In other news, Apple has been scaling down production of the iPhone 5c at its factories. Its plastic-cased device, the cheaper option when compared to the 5s, has had a disappointing performance in the marketplace. Coming with lower specs and no fingerprint scanner, the 5c just hasn't been grabbing consumers' attention in the same way as its sleeker and more advanced cousin. "This reflects a failure in Apple's pricing strategy," said Bevan Yeh, a Taipei-based senior fund manager. "The price differentiation between 5C and 5S is too small. It's an iPhone 5 with plastic casing and isn't worth the price." Reports of exactly how large the scale-down is have varied from between 20 per cent to a third.

An 'E-crime' Home Affairs Report has claimed the cybercrime is now a bigger danger to the UK than the threat of nuclear war. With the current 77 per cent ownership of PCs and laptops, cybercrime is now regarded as a Tier One threat to the UK - that's a higher category than nuclear war, and Commissioner Leppard of the City of London Police told the Home Affairs Committee "We are not winning the war on cybercrime." There are now an estimated 1,300 organised cybercrime groups in existence and that 25 countries predominantly target the UK for cyber-attacks.

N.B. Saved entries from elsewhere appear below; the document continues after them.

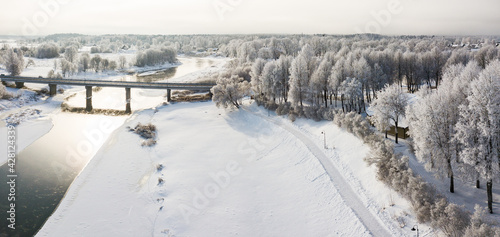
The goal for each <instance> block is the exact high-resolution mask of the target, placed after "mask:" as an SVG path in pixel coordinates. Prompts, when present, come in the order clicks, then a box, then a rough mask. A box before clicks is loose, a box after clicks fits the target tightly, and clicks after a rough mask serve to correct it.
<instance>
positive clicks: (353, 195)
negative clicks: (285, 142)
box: [245, 109, 391, 236]
mask: <svg viewBox="0 0 500 237" xmlns="http://www.w3.org/2000/svg"><path fill="white" fill-rule="evenodd" d="M245 110H246V111H248V112H250V113H252V114H254V115H256V116H258V117H261V118H263V119H265V120H267V121H269V122H271V123H273V124H276V125H278V126H279V127H281V128H283V129H285V130H287V131H288V132H290V133H291V134H293V135H294V136H295V137H296V138H297V139H299V140H300V141H301V142H302V143H304V145H306V146H307V148H308V149H309V150H310V151H311V153H312V154H313V155H314V156H315V157H316V158H318V161H319V162H320V163H321V165H322V166H323V168H324V169H325V171H326V172H327V174H328V176H330V179H331V181H332V183H333V184H334V186H335V188H337V190H338V192H339V194H340V196H341V197H342V199H344V201H345V202H346V203H347V205H348V206H349V207H351V208H352V210H353V211H354V213H355V214H356V216H358V217H359V218H360V220H361V222H362V223H363V225H365V227H366V228H367V229H368V230H369V231H370V233H371V234H372V235H373V236H391V234H390V233H389V231H388V230H387V229H386V228H385V225H384V224H383V223H382V222H381V221H379V218H378V217H377V216H375V215H373V214H372V213H371V212H370V211H369V210H368V209H367V208H366V207H365V205H364V204H363V202H362V201H361V200H360V199H359V197H358V195H357V194H356V193H355V192H354V191H353V189H352V188H351V187H350V185H349V184H348V183H347V182H346V180H345V179H344V177H342V175H341V174H340V173H339V171H338V170H337V169H336V168H335V167H334V166H333V164H332V163H331V161H330V159H329V158H328V157H327V156H326V155H325V153H324V152H323V151H322V150H321V149H320V148H319V147H318V146H317V145H316V143H315V142H314V141H312V140H311V139H310V138H308V137H307V136H306V135H304V134H303V133H302V132H300V131H298V130H297V129H295V128H293V127H292V126H290V125H289V124H285V123H282V122H281V121H280V120H276V119H273V118H270V117H266V116H263V115H261V114H258V113H255V112H252V111H250V110H247V109H245Z"/></svg>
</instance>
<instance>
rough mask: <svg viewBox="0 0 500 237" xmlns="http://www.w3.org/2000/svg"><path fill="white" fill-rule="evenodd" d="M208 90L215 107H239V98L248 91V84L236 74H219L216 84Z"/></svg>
mask: <svg viewBox="0 0 500 237" xmlns="http://www.w3.org/2000/svg"><path fill="white" fill-rule="evenodd" d="M210 91H211V92H212V94H213V97H212V100H213V101H214V102H215V105H216V106H217V107H221V106H222V107H224V108H228V107H231V106H234V107H236V108H240V104H241V99H242V98H243V97H245V96H247V95H248V94H249V92H250V84H249V83H248V82H247V81H245V80H243V78H241V77H238V76H236V75H230V74H228V75H220V76H219V77H218V79H217V85H216V86H214V87H213V88H212V89H211V90H210Z"/></svg>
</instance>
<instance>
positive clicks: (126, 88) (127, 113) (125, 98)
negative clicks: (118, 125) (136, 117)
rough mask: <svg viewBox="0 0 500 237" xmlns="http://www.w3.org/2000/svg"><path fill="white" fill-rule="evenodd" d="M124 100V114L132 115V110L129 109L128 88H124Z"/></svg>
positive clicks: (129, 97) (129, 95)
mask: <svg viewBox="0 0 500 237" xmlns="http://www.w3.org/2000/svg"><path fill="white" fill-rule="evenodd" d="M125 100H126V101H127V105H126V106H125V113H127V114H130V113H132V109H130V88H125Z"/></svg>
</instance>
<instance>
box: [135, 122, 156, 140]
mask: <svg viewBox="0 0 500 237" xmlns="http://www.w3.org/2000/svg"><path fill="white" fill-rule="evenodd" d="M133 131H134V132H135V133H137V134H139V135H140V136H141V137H142V138H145V139H150V138H155V137H156V126H155V125H153V124H144V125H143V124H141V123H138V124H137V125H136V126H135V128H134V129H133Z"/></svg>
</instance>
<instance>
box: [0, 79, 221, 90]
mask: <svg viewBox="0 0 500 237" xmlns="http://www.w3.org/2000/svg"><path fill="white" fill-rule="evenodd" d="M0 79H1V80H2V81H12V82H25V83H38V84H56V85H73V86H99V87H122V88H143V89H174V90H209V89H210V88H212V87H213V86H215V84H211V83H162V82H133V81H105V80H85V79H53V78H40V77H12V76H4V75H1V76H0Z"/></svg>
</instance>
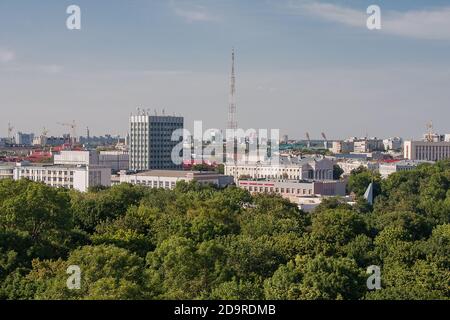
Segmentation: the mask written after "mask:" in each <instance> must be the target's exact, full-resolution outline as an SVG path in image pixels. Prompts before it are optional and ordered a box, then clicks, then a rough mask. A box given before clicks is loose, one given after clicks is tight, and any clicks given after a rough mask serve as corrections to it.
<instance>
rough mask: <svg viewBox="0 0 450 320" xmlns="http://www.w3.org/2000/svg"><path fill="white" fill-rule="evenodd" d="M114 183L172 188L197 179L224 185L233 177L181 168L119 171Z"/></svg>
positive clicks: (224, 175) (147, 186)
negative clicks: (130, 171)
mask: <svg viewBox="0 0 450 320" xmlns="http://www.w3.org/2000/svg"><path fill="white" fill-rule="evenodd" d="M114 180H115V181H116V183H117V182H118V183H131V184H135V185H141V186H146V187H149V188H163V189H173V188H175V186H176V183H177V182H179V181H185V182H191V181H197V182H199V183H202V184H214V185H216V186H218V187H225V186H227V185H229V184H232V183H233V177H230V176H226V175H223V174H218V173H216V172H210V171H204V172H199V171H182V170H150V171H145V172H140V173H136V174H126V172H120V174H119V179H118V180H117V179H114Z"/></svg>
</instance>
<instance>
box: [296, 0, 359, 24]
mask: <svg viewBox="0 0 450 320" xmlns="http://www.w3.org/2000/svg"><path fill="white" fill-rule="evenodd" d="M290 7H291V8H293V9H297V10H299V11H302V12H306V13H308V14H311V15H314V16H317V17H319V18H322V19H325V20H329V21H334V22H338V23H342V24H346V25H349V26H354V27H364V26H365V25H366V19H367V18H366V15H365V12H362V11H359V10H355V9H352V8H347V7H342V6H338V5H335V4H331V3H321V2H312V1H294V2H291V4H290Z"/></svg>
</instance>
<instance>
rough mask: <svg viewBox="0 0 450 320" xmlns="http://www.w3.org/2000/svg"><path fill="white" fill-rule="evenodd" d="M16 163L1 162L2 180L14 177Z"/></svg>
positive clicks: (13, 177) (1, 171)
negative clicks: (14, 167) (2, 179)
mask: <svg viewBox="0 0 450 320" xmlns="http://www.w3.org/2000/svg"><path fill="white" fill-rule="evenodd" d="M14 167H15V164H14V163H8V162H5V163H0V180H2V179H13V178H14Z"/></svg>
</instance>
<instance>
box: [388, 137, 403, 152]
mask: <svg viewBox="0 0 450 320" xmlns="http://www.w3.org/2000/svg"><path fill="white" fill-rule="evenodd" d="M383 144H384V149H385V150H386V151H389V150H393V151H398V150H401V149H402V146H403V140H402V138H400V137H393V138H388V139H384V140H383Z"/></svg>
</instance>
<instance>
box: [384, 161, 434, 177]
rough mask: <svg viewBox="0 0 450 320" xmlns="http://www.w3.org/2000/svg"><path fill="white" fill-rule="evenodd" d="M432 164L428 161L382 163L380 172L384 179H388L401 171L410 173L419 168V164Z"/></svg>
mask: <svg viewBox="0 0 450 320" xmlns="http://www.w3.org/2000/svg"><path fill="white" fill-rule="evenodd" d="M422 163H431V162H428V161H415V160H403V161H396V162H391V163H380V165H379V172H380V175H381V177H382V178H387V177H388V176H389V175H391V174H393V173H395V172H399V171H409V170H414V169H415V168H417V166H418V165H419V164H422Z"/></svg>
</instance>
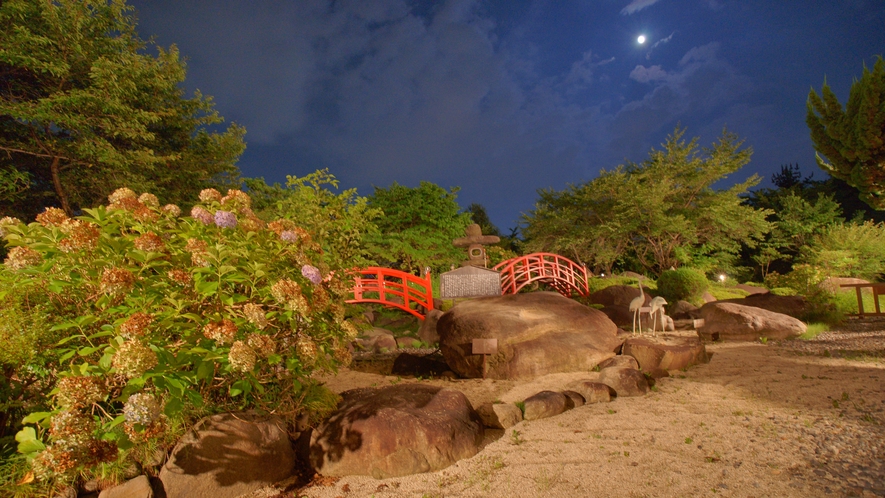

Scientists in Germany claim have developed a Wi-Fi Internet connection that can achieve speeds of 100Gbps, producing a service that's up to 100 times faster than Google Fiber. The team from the Fraunhofer Institute for Applied Solid State Physics [IAT] and Karlsruhe Institute of Technology [KIT] tested Wi-Fi to show that a sustained transfer rate of 100Gbps can be achieved using high frequencies in the 237Ghz range. The Wi-Fi claims to be able to transfer an entire Blu-ray ISO in as little as two seconds but due to the high frequencies involved the signal cannot pass through walls and there must be a clear line of sight between devices at all times for it to function.